Hoje vou tentar falar sobre algo que cada um dos 180 milhões de brasileiros já falou um dia. Não, é sexo, mas dá um prazer enorme. Não é religião, mas envolve misticismo e muita, muita fé. Não é política, mas cria tanta polêmica que poderia ser debatido em plenário. Não é mulher (nossa paixão nacional), mas também é lindo de ser ver.

Eu já tive a oportunidade de presenciar alguns desses eventos mágicos, onde por um momento todos os olhos se voltam para o mesmo objeto, onde todas as mentes pensam e buscam a mesma coisa, onde todos os corações correm dentro do peito, de um lado para o outro como quem quer sair como um gozo contido.

Sim, você acertou. Estou falando de futebol. Não é lindo? Só a palavra futebol me faz vir à mente tantas lembranças boas (algumas amargas). Lances, fotos, lágrimas de alegria e de desgosto. Beijos, abraços, pedidos, promessas, homens, mulheres, velhos, crianças, frases, quadros, poesias, filmes, músicas... quanta coisa esse tal de futebol me faz lembrar.

Aquela singela esfera branca (o que está deixando de ser regra por causa da moda), correndo nua pelo tapete verde. Lá na arena onde os 22 gladiadores se enfrentam diante de milhares, milhões, bilhões de olhos atentos, e corações aflitos. Como no macro e no micro cosmo, tudo gira ao redor daquela esfera. Ela exerce uma força de atração infinitamente maior que a atração do sol. Ela supera a lei da gravidade, e flutua leve pelo ar... Prendendo a respiração dos que seguem sua trajetória.

Se o incomparável Pelé (assim falou a rainha da Inglaterra), é o Rei do esporte mais popular da galáxia. Ela é sem dúvida a Rainha. Ela. A bola, a gorduchinha, a redonda, la pelota, the ball, la palla, der Ball... Todos somos seus súditos, desde os "Zé Batalhas" aos "Brazucas" bons de bola.

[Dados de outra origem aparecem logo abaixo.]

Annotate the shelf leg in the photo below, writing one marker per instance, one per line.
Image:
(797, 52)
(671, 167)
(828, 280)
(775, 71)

Todos nos acomunamos em um único desejo durante aqueles mágicos, infinitos e por vezes inesquecíveis 90 minutos. Como disse o nosso grande poeta Chico, já nascemos com pernas compridas e muita malícia, para correr atrás da bola... Salve salve o futebol, que apesar de todos os pesares, ainda guarda dentro de si aquele ar de nostalgia, aquela poesia tantas vezes despercebida pela massa, mas que sem dúvida, sempre esteve lá, como um sol encoberto pelas nuvens

Bendita seja a Inglaterra que inventou o football. Bendito seja Pelé que inventou o futebol. Bendito seja Dieguito que encantou o mundo com sua técnica e sua garra. Bendito seja Zico, que com sua simplicidade e sua classe se tornou o mais querido do mais querido e de toda uma geração. Bendito seja o Baixinho, que mesmo com toda sua "marra" já chegou aos 900 gols (respeito). Abençoados sejam todos aqueles que de algum modo contribuíram para que o futebol se tornasse isso o que ele é.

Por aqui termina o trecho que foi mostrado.